Hi,

I know that the softmax function outputs probabilities with sum equal to 1. However, if we give it a probability vector (which already sums up to 1) , why does not it return the same values? For example, if I input [0.1 0.8 0.1] to softmax, it returns [0.2491 0.5017 0.2491], isn’t this wrong in some sense?

It is because of the way softmax is calulated. When you compute `exp(0.1)/(exp(0.1)+exp(0.8)+exp(0.1))`

, the value turns out to be 0.2491.

Thanks for the answer. Yeah yeah that I know. But my question is, isn’t it wrong in some sense?

Softmax is an activation function. The purpose is not just to ensure that the values are normalized (or rescaled) to sum = 1, but also allow to be used as input to cross-entropy loss (hence the function needs to be differentiable).

For your case, the inputs can be arbitrary values (not necessarily probability vectors). It is possible that there’s a mix of positive and negative values which still sum = 1 (eg: [0.3, 0.8, -0.2].

Since softmax picks the class with the highest value, with the values being softly rescaled, hence the name ‘soft’-‘max’.

Hi mbehzad!

Well, I suppose it depends on what your expectations are …
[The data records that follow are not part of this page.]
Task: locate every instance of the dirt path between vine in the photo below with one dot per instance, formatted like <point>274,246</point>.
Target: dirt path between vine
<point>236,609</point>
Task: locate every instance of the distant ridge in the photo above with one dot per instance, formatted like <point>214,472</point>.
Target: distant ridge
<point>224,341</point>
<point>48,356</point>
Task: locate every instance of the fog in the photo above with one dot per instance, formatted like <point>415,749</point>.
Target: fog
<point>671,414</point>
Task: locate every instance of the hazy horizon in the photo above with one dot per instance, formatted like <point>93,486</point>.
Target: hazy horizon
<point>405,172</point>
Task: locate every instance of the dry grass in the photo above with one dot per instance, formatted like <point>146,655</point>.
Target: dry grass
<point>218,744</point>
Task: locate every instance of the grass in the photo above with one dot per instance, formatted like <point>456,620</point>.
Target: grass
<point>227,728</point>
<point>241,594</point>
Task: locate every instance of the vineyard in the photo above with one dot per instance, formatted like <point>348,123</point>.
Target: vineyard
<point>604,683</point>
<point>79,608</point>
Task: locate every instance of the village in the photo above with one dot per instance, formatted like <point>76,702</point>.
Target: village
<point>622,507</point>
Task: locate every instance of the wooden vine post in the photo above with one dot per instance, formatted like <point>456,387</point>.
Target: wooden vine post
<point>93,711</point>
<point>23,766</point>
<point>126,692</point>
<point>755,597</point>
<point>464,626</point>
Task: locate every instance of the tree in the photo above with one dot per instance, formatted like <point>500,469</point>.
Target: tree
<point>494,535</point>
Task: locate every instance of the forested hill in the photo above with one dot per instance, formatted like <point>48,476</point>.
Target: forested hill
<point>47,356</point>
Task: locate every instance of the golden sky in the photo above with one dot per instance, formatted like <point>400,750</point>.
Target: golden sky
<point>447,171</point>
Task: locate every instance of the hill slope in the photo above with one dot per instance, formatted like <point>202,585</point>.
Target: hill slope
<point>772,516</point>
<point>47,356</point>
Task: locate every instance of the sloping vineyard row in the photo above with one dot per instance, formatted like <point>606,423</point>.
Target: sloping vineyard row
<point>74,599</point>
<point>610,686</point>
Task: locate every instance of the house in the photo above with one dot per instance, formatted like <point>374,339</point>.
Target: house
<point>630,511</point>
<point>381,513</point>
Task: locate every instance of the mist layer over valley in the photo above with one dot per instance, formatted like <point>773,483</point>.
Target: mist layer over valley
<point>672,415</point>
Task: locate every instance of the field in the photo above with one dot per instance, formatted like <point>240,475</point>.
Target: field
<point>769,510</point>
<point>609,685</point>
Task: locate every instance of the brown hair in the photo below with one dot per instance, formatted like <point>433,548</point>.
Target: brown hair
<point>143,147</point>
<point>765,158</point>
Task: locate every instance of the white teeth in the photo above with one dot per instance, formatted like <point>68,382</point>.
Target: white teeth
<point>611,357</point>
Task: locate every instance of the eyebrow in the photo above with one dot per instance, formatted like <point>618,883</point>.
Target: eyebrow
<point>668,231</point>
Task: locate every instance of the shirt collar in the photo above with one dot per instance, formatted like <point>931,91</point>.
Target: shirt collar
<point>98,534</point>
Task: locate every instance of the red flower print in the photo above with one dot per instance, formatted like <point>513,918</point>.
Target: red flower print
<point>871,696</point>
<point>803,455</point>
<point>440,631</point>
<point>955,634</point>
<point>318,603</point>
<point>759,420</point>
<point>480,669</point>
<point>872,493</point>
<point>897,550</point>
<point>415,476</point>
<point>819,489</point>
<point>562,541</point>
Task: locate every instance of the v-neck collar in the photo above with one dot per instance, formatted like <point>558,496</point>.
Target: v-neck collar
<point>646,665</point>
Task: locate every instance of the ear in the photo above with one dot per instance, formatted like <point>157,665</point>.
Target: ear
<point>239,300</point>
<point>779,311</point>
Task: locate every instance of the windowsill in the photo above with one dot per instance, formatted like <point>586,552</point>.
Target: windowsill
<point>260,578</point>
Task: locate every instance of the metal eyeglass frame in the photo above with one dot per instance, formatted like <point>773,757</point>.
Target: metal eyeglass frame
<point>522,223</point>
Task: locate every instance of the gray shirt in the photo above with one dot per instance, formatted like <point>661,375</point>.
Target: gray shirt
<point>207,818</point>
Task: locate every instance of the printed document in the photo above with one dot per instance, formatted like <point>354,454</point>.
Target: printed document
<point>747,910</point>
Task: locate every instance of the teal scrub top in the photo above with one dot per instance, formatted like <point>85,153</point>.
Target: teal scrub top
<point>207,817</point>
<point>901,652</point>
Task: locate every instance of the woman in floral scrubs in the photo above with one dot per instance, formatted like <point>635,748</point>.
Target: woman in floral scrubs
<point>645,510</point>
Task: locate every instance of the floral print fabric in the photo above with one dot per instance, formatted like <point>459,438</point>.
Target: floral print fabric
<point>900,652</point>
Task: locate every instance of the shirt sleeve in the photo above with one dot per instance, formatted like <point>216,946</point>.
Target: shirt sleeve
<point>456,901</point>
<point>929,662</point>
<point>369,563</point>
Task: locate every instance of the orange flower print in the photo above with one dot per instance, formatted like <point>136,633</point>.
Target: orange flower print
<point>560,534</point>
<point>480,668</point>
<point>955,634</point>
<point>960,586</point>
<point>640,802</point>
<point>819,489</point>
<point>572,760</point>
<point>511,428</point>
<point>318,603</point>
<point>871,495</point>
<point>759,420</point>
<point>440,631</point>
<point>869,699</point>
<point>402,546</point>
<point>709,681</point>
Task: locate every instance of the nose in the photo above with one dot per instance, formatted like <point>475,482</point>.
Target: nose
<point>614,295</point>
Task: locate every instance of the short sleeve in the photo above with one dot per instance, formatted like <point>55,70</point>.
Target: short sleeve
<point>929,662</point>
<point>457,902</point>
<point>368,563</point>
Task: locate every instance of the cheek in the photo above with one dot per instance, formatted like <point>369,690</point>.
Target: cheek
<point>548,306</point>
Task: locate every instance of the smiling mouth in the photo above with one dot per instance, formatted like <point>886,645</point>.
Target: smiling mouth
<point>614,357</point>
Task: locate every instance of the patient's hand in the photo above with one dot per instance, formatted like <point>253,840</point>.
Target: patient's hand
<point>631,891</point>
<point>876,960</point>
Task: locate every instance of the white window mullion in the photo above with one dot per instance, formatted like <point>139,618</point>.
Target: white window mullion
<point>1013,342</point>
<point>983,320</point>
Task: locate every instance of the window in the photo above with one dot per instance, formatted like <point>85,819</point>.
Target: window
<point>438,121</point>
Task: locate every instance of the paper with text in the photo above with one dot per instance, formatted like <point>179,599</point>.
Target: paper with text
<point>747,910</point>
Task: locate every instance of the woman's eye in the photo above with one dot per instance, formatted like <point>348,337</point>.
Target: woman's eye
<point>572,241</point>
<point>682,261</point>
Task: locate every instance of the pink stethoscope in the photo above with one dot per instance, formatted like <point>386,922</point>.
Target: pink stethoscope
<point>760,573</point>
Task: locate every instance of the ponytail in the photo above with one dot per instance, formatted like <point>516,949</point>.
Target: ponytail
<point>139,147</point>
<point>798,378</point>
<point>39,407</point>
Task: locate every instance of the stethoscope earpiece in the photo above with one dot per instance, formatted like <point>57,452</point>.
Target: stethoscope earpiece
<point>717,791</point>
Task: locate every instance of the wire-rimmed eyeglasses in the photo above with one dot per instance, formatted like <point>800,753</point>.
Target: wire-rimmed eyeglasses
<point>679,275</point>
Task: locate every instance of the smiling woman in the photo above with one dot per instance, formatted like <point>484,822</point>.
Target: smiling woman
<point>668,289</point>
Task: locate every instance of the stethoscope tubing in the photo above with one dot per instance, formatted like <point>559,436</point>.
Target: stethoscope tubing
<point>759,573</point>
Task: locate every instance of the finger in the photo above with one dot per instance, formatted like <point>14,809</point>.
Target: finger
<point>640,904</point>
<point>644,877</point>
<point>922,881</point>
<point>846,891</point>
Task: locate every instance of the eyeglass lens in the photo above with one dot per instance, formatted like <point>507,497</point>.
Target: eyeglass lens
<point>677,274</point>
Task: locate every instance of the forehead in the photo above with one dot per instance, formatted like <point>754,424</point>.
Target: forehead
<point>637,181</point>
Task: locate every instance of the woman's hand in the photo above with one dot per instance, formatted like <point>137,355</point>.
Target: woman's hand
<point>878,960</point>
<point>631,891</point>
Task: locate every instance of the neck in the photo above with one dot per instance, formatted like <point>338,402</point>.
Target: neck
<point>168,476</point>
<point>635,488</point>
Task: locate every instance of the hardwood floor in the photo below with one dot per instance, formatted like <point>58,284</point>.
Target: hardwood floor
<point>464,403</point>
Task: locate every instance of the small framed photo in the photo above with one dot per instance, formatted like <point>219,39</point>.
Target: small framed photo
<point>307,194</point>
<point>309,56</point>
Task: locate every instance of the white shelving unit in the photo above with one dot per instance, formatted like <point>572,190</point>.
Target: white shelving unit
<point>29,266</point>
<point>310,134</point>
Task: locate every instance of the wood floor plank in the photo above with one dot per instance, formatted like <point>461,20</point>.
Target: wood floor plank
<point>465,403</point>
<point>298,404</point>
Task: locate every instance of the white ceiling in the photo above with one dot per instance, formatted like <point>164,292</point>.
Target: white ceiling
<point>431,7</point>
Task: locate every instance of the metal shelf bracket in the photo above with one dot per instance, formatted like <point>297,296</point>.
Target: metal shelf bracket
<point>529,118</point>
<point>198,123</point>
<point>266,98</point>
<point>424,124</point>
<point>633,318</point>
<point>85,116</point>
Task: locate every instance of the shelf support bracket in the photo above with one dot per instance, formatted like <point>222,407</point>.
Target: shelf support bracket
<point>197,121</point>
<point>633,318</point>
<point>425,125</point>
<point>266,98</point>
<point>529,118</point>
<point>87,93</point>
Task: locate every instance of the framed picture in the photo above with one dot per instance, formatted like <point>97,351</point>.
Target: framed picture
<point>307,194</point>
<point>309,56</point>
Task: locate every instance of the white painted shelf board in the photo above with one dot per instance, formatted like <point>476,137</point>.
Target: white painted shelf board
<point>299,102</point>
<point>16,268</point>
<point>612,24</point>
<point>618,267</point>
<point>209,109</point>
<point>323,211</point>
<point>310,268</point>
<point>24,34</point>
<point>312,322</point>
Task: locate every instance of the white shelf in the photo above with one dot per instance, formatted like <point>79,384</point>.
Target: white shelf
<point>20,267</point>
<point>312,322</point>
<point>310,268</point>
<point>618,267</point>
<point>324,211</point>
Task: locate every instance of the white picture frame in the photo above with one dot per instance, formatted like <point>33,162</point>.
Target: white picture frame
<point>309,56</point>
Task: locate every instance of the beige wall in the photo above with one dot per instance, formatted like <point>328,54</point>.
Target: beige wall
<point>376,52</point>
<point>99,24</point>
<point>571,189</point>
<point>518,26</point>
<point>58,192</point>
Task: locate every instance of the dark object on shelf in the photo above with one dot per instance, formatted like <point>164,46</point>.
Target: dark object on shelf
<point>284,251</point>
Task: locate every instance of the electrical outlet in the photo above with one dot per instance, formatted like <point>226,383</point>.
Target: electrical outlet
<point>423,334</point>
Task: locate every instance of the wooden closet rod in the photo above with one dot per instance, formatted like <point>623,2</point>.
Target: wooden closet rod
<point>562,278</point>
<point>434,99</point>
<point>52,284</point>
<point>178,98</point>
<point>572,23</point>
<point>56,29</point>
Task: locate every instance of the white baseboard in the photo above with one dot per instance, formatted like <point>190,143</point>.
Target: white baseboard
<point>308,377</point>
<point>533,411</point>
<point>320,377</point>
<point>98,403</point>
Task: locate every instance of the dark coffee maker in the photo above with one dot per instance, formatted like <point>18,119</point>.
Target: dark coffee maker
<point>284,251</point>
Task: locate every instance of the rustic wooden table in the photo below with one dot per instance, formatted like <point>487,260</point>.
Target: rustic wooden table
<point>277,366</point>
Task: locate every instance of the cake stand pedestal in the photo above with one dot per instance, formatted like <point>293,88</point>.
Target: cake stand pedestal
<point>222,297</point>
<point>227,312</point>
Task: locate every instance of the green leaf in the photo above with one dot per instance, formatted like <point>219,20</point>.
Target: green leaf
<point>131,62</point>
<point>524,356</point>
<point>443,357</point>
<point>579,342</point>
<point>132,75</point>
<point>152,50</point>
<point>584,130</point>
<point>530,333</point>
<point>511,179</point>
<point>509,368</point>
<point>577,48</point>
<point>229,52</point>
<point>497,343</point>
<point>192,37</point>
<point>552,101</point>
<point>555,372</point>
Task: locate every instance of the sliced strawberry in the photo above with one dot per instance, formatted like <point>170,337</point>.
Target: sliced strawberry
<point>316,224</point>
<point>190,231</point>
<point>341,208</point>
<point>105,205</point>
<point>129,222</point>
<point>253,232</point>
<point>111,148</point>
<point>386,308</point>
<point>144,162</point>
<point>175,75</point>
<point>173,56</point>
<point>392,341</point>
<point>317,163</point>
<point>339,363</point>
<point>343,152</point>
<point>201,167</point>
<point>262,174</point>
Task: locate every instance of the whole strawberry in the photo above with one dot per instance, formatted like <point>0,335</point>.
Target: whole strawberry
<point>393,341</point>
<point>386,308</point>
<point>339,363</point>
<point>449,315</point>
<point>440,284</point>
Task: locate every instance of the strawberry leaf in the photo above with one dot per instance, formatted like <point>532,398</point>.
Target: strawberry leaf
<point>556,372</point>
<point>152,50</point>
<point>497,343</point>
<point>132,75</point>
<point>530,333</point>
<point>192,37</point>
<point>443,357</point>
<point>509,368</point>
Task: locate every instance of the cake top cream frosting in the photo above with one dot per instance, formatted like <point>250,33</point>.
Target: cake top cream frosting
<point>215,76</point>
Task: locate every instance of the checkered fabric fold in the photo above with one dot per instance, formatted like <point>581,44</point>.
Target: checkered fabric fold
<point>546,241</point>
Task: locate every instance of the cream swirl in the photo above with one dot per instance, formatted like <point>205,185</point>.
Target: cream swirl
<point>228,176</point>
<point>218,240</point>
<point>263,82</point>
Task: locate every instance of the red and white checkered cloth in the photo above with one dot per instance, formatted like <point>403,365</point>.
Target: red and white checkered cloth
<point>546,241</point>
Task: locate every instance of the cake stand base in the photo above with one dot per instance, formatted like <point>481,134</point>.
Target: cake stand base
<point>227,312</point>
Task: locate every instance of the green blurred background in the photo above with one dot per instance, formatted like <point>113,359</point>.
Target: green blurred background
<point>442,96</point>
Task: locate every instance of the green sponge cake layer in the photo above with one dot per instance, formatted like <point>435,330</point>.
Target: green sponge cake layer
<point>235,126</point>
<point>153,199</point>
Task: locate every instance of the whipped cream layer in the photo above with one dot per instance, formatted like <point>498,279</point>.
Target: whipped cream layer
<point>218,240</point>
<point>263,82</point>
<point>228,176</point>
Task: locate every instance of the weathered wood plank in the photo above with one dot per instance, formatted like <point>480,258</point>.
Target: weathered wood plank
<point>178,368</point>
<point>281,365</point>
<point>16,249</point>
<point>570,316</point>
But you might wish to base your expectations on some other functions:

`x**2`

maps `(-inf, inf)`

to `[0.0, inf)`

, but we don’t expect `x**2 = x`

to hold true for `x >= 0.0`

, that is for values of x in `[0.0, inf)`

.

Or, back in the pytorch activation function world, `torch.sigmoid()`

maps

`(-inf, inf)`

to `(0.0, 1.0)`

, but `torch.sigmoid (torch.sigmoid())`

isn’t equal to `torch.sigmoid()`

.

Here’s another thing to consider:

`softmax ([0.0 + delta, 1.0 - delta])`

How would you like `softmax()`

to behave when a negative `delta`

becomes zero and then crosses over to become positive? Bear in

mind, you want this behavior to be usefully differentiable to support

backpropagation.

K. Frank